Before the campaign Warren was best known as a watchdog of the government’s corporate bailout program, a top financial adviser to Obama, and the main force behind a high-profile agency born from the 2010 Wall Street reform legislation, the Consumer Financial Protection Bureau. But little of her accomplishments seem to matter in the campaign. It was more important for her to be convincingly folksy in her convention speech.
Warren chose to highlight the fact that she could not be pegged as an elitist Harvard academic, out of touch with the people, ‘a professor’, as her opponent, the supposedly affable Tufts-graduate everyman, Scott Brown, called her in practically every campaign ad and speech. So, she did what all politicians must do to avoid alienating the American public, allude to her modest origins (even millionaire Romney and his wife informed us that they ate pasta and tuna fish as students), in a society where egalitarianism is pre-eminent in our speech and style.

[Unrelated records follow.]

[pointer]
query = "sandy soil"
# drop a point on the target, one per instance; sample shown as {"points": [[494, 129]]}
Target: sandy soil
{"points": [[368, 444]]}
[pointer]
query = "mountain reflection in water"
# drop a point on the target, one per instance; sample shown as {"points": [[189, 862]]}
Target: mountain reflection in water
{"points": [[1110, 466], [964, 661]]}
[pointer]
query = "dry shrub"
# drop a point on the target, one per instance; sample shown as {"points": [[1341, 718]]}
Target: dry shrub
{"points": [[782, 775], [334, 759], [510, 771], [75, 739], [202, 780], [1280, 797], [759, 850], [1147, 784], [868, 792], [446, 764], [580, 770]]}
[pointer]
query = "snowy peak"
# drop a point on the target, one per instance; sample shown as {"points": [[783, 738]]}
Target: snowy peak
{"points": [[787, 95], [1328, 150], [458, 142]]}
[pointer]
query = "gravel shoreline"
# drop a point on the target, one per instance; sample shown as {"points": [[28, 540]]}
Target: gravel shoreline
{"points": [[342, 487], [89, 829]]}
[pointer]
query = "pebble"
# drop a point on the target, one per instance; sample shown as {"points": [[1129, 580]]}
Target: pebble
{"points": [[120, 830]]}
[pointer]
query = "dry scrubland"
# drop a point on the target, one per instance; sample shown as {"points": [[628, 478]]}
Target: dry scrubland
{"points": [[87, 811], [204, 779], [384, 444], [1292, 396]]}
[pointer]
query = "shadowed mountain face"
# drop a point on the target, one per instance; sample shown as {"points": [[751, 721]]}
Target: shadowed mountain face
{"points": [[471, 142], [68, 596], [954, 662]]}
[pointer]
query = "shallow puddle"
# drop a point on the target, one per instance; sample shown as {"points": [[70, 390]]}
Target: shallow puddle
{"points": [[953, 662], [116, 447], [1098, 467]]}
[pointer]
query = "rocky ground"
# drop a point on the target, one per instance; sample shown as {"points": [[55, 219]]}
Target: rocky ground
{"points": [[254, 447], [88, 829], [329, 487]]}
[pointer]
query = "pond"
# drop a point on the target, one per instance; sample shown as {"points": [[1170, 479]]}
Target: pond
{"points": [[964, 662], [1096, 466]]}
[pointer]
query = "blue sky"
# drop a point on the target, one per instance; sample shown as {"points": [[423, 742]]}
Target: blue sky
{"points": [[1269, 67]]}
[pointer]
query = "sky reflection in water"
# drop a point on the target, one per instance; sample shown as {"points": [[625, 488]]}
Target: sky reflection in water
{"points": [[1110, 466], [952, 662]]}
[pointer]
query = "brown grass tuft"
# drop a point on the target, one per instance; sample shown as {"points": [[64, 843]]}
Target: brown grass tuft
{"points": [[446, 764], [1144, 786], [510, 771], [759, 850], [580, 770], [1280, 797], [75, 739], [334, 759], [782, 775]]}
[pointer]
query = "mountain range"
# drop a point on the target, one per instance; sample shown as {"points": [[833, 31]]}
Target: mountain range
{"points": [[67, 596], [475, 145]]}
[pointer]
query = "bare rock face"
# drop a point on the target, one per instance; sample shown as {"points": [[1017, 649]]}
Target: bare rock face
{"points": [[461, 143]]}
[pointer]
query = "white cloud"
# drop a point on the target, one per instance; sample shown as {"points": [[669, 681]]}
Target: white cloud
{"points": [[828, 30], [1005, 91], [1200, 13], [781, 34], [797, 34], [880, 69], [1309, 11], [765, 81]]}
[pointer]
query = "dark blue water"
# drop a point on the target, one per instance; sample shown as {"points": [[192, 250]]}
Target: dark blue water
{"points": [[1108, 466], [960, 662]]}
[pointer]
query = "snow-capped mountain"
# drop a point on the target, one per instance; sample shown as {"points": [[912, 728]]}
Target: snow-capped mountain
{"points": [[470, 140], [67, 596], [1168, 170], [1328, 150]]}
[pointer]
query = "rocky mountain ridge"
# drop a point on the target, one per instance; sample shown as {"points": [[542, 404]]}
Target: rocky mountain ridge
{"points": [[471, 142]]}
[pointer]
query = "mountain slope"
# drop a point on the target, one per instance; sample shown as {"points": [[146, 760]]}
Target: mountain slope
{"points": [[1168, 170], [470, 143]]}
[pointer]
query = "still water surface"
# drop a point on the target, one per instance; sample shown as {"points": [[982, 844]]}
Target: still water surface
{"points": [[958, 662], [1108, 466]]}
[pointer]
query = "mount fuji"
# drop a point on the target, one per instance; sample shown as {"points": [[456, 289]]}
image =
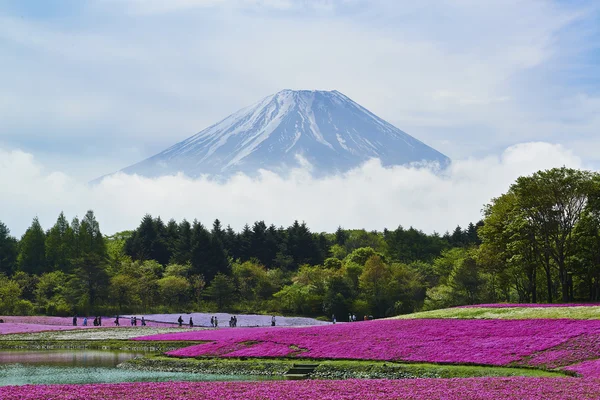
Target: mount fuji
{"points": [[324, 128]]}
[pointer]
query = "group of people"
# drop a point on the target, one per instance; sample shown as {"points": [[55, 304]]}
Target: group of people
{"points": [[97, 321], [180, 322], [214, 321], [132, 321]]}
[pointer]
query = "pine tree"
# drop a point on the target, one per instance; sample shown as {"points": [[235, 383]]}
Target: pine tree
{"points": [[8, 251], [32, 256], [59, 242]]}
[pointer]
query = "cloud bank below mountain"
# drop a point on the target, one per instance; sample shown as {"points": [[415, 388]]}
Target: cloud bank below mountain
{"points": [[370, 197]]}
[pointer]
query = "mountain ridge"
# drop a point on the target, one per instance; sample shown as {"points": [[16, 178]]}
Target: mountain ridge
{"points": [[328, 129]]}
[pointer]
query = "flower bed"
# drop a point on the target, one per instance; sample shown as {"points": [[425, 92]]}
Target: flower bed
{"points": [[244, 320], [98, 333], [9, 327], [416, 389], [530, 305], [589, 369], [577, 349], [491, 342]]}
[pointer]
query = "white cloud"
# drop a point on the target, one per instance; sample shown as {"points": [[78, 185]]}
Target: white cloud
{"points": [[148, 73], [370, 197]]}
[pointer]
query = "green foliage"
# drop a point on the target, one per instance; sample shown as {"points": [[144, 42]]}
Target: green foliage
{"points": [[540, 241], [32, 250], [174, 290], [10, 293], [8, 251], [221, 291]]}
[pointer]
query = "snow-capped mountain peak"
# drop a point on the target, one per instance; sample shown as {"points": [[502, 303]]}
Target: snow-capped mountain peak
{"points": [[328, 129]]}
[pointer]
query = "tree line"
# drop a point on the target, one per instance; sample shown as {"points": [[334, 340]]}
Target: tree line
{"points": [[538, 242]]}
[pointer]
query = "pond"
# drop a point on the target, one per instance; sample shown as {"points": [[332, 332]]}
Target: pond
{"points": [[22, 367]]}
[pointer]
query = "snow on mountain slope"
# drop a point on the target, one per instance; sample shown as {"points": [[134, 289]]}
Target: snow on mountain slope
{"points": [[329, 130]]}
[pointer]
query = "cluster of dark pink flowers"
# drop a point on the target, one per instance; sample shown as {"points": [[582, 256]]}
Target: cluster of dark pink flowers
{"points": [[12, 327], [492, 342], [588, 369], [415, 389], [530, 305], [580, 348]]}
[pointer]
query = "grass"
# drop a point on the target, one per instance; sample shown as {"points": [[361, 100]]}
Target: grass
{"points": [[108, 333], [585, 312], [110, 344], [329, 369]]}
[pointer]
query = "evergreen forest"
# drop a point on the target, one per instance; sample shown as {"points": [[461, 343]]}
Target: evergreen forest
{"points": [[537, 243]]}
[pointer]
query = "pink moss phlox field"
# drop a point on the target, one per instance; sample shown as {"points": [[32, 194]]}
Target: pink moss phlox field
{"points": [[492, 342], [588, 369], [415, 389], [577, 349], [31, 324], [528, 305], [9, 327]]}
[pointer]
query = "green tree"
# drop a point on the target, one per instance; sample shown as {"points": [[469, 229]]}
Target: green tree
{"points": [[10, 293], [374, 285], [553, 202], [32, 255], [8, 251], [221, 291], [175, 291], [59, 245]]}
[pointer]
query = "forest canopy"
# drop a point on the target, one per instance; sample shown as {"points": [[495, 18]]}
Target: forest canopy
{"points": [[538, 242]]}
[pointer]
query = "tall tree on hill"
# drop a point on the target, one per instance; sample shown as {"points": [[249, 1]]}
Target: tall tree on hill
{"points": [[230, 242], [160, 247], [457, 238], [301, 246], [183, 244], [59, 245], [553, 202], [76, 227], [244, 242], [171, 237], [200, 250], [8, 251], [258, 243], [340, 236], [217, 230], [32, 255], [90, 266]]}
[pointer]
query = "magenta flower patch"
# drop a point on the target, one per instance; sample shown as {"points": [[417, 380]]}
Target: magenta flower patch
{"points": [[492, 342], [415, 389]]}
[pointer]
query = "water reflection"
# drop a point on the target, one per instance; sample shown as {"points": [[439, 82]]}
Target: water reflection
{"points": [[86, 358], [44, 367]]}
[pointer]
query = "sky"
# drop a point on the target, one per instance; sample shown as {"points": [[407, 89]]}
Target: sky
{"points": [[503, 87]]}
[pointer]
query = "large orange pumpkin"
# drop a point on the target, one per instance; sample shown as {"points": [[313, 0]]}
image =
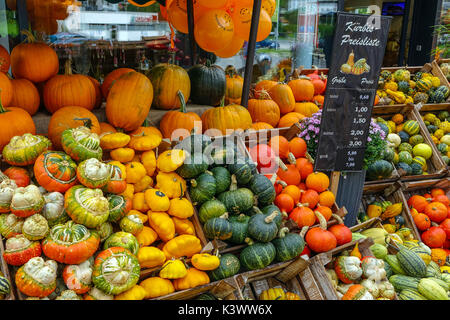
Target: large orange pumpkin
{"points": [[5, 61], [264, 109], [283, 96], [69, 90], [35, 61], [129, 101], [25, 95], [14, 122], [231, 117], [6, 90], [110, 78], [174, 120], [67, 118]]}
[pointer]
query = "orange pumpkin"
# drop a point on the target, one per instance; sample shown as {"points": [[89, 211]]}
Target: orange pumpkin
{"points": [[25, 96], [282, 94], [35, 61], [129, 101], [174, 120], [67, 118], [264, 109], [69, 90], [111, 77]]}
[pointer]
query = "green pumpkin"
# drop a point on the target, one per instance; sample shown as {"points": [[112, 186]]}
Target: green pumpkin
{"points": [[228, 267], [122, 239], [263, 189], [288, 245], [193, 166], [211, 209], [208, 84], [223, 179], [218, 228], [203, 188], [379, 169], [239, 227], [237, 200], [257, 255]]}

Warren has had to endure Brown’s attacks labeling her as the candidate of ‘Washington insiders, celebrities, elites, occupiers, and leftists’. But Warren is an unusual candidate, who has the intellectual substance and political guts that Brown, whose prime attraction is his regular-guy persona, sorely lacks. In the Senate, Brown’s record is generally bland and blurry, supporting the Republican agenda and Wall Street most of the time, but clocking enough bipartisan votes to provide a patina of independence from the party.
Warren in her convention speech also conveyed her trenchant economic critique, declaring: ‘For many years now, our middle class has been chipped, squeezed, and hammered. People feel like the system is rigged against them. And here’s the painful part: They’re right. The system is rigged’. She is one of the few Democrats who has been willing to directly take on the large corporations, especially Wall Street and their dominant role in this country. And bankers, hedge fund managers, and private equity executives are pouring funds into Brown’s campaign to stop her. Clearly, they see Warren as their greatest political threat to pursuing business as usual.
What strikes me is that, like every other politician, Warren must convince the public that though she may be a Harvard academic, she is just ‘ordinary folks’. It’s a cardinal rule of the political game that however intellectually gifted the candidate, she must mute the fact, so that she too can be seen as just another driver of that mythic pick-up truck that Scott Brown built his political career on.